(O)nce you prorogue Parliament it's not as easy to start it up again as it is after a normal recess.It would be particularly rich for the Cons to leave Parliament unable to quickly respond to an emergency at the same time that they're trying to take credit for a "strategy" to better deal with threats.
"After you prorogue there is a rather elaborate procedure that includes a throne speech before you can come back into session," Liberal House Ralph Goodale told PoliticsWatch.
Goodale said if the government were to prorogue and there was a crisis this summer, such as a transportation strike, the government could not just call Parliament back on one day's notice.
"They would have to have a throne speech, the official opening of Parliament and the throne speech of (sic) debate before they can get to whatever emergency debate might come up."

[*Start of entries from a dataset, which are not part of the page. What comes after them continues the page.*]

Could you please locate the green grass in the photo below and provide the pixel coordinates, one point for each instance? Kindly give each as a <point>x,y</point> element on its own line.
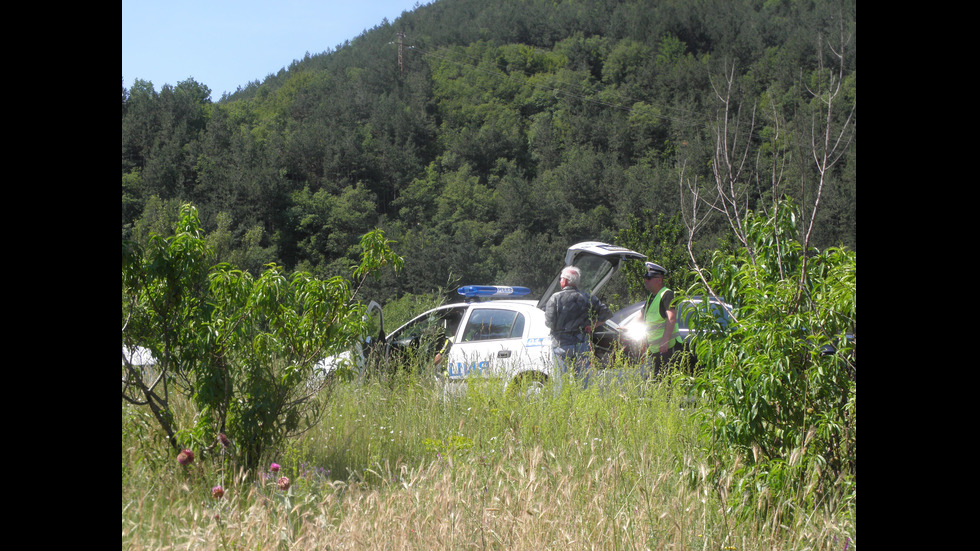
<point>402,466</point>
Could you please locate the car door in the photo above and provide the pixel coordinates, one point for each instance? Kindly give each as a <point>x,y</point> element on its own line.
<point>489,341</point>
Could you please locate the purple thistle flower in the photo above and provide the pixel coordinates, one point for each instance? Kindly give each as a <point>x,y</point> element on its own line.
<point>185,457</point>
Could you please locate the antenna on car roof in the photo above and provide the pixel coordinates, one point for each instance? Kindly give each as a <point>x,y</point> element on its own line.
<point>472,292</point>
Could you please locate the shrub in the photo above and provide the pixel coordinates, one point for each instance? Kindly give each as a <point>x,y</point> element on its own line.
<point>772,394</point>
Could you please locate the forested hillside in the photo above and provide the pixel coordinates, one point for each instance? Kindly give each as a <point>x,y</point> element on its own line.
<point>485,136</point>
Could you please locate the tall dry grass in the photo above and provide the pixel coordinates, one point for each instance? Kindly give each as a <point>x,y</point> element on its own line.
<point>403,466</point>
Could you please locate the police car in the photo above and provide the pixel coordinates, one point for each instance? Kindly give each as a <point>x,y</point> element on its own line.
<point>496,331</point>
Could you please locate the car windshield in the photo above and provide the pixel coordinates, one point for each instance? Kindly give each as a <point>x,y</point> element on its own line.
<point>493,324</point>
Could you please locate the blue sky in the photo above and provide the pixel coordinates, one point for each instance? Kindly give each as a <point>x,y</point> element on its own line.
<point>225,44</point>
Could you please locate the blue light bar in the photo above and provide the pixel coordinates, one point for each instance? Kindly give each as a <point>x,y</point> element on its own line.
<point>492,291</point>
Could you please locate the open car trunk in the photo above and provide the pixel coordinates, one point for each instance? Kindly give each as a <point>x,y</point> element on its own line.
<point>597,261</point>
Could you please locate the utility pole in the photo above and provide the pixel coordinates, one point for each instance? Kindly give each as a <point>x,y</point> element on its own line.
<point>401,66</point>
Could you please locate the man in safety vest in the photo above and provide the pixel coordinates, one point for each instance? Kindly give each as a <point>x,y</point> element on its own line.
<point>661,321</point>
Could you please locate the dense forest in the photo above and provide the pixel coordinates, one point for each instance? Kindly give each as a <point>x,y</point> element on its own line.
<point>486,136</point>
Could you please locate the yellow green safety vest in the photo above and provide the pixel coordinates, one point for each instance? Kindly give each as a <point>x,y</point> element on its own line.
<point>656,324</point>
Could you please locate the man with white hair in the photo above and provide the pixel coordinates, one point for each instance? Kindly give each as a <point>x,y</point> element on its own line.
<point>571,315</point>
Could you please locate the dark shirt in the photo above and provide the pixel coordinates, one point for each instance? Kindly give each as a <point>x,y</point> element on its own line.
<point>569,311</point>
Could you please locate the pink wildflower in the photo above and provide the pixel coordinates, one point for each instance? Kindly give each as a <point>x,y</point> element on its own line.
<point>185,457</point>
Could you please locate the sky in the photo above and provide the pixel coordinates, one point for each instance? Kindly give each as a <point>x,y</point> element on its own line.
<point>224,44</point>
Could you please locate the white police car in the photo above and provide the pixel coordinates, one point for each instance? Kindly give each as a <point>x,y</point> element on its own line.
<point>494,332</point>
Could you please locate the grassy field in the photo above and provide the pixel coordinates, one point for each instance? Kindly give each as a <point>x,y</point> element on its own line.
<point>403,466</point>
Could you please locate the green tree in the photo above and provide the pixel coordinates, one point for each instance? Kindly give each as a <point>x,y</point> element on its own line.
<point>770,394</point>
<point>242,349</point>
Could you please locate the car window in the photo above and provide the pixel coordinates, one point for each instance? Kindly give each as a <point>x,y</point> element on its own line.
<point>488,324</point>
<point>437,322</point>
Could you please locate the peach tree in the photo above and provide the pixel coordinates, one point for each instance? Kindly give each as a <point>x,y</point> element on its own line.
<point>241,348</point>
<point>779,385</point>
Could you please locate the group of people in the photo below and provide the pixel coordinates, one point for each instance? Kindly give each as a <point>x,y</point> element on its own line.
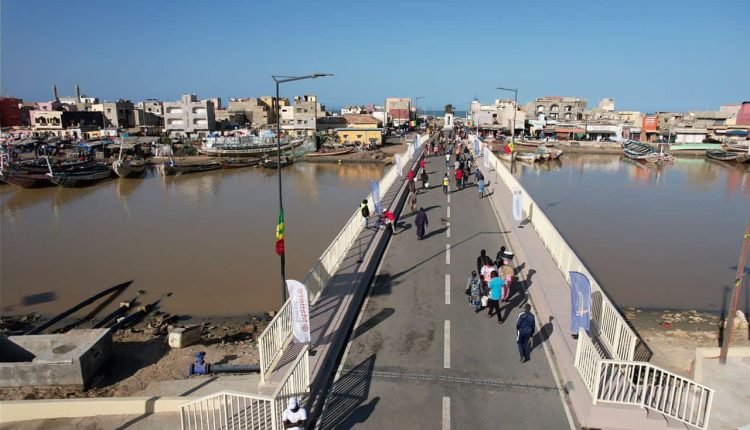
<point>489,286</point>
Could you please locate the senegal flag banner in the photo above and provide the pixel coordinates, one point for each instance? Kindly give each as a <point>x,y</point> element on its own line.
<point>280,234</point>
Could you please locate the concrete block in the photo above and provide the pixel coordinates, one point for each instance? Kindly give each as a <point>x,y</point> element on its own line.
<point>181,337</point>
<point>72,358</point>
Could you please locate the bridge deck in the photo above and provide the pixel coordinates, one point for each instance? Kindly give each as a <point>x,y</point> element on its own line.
<point>421,356</point>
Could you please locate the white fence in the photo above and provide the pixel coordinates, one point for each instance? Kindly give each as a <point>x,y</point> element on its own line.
<point>231,410</point>
<point>642,384</point>
<point>274,338</point>
<point>611,328</point>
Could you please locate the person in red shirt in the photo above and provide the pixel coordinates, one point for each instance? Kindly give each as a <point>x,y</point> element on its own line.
<point>390,220</point>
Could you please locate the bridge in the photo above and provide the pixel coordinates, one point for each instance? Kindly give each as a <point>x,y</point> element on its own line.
<point>394,343</point>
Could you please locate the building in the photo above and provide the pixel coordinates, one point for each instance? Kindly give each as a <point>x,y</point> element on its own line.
<point>361,135</point>
<point>607,104</point>
<point>189,117</point>
<point>743,114</point>
<point>60,123</point>
<point>10,112</point>
<point>556,108</point>
<point>398,110</point>
<point>120,114</point>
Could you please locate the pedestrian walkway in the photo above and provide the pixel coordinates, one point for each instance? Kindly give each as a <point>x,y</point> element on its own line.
<point>419,355</point>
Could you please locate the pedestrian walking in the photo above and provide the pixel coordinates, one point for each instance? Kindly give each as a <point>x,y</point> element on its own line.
<point>390,220</point>
<point>474,291</point>
<point>525,328</point>
<point>364,210</point>
<point>496,291</point>
<point>294,416</point>
<point>422,222</point>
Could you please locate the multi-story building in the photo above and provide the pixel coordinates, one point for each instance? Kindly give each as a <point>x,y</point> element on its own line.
<point>398,110</point>
<point>119,114</point>
<point>10,112</point>
<point>556,108</point>
<point>189,117</point>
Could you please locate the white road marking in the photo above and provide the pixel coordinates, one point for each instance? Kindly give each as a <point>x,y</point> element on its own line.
<point>447,289</point>
<point>447,345</point>
<point>446,413</point>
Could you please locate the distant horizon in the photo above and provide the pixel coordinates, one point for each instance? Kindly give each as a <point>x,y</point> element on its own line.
<point>647,62</point>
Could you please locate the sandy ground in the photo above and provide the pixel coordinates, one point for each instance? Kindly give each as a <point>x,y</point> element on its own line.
<point>140,357</point>
<point>674,335</point>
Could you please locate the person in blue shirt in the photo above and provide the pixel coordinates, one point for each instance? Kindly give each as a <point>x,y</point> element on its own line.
<point>496,291</point>
<point>525,327</point>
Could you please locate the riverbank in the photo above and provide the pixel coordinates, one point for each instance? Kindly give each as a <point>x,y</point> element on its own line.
<point>673,336</point>
<point>141,355</point>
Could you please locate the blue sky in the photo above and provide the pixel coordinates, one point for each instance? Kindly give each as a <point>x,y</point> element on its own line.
<point>648,55</point>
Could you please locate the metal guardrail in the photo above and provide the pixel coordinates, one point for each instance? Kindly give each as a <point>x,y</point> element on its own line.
<point>274,338</point>
<point>610,326</point>
<point>232,410</point>
<point>642,384</point>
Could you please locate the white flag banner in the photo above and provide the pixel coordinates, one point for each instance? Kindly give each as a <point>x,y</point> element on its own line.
<point>517,205</point>
<point>300,311</point>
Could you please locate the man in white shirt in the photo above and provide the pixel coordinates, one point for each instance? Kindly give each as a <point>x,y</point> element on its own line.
<point>294,416</point>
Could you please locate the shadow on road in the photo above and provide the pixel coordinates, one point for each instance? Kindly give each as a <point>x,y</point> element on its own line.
<point>347,395</point>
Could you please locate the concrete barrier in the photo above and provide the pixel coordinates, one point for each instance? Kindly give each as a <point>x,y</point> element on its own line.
<point>23,410</point>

With aboriginal groups and now labour groups make (sic) warnings about a summer of protest and discontent, coupled with the normal unforeseen problems that could arise in today's dangerous world, a decision by Prime Minister Stephen Harper to prorogue to put the brakes on his party's rough few weeks in Parliament is a gamble.
But then, it isn't yet confirmed that the Cons will actually be so reckless as to prorogue Parliament. And hopefully they'll realize that the potential negatives of prorogation far outweigh any minimal political benefit which the Cons could acquire by shutting down the current session ahead of schedule.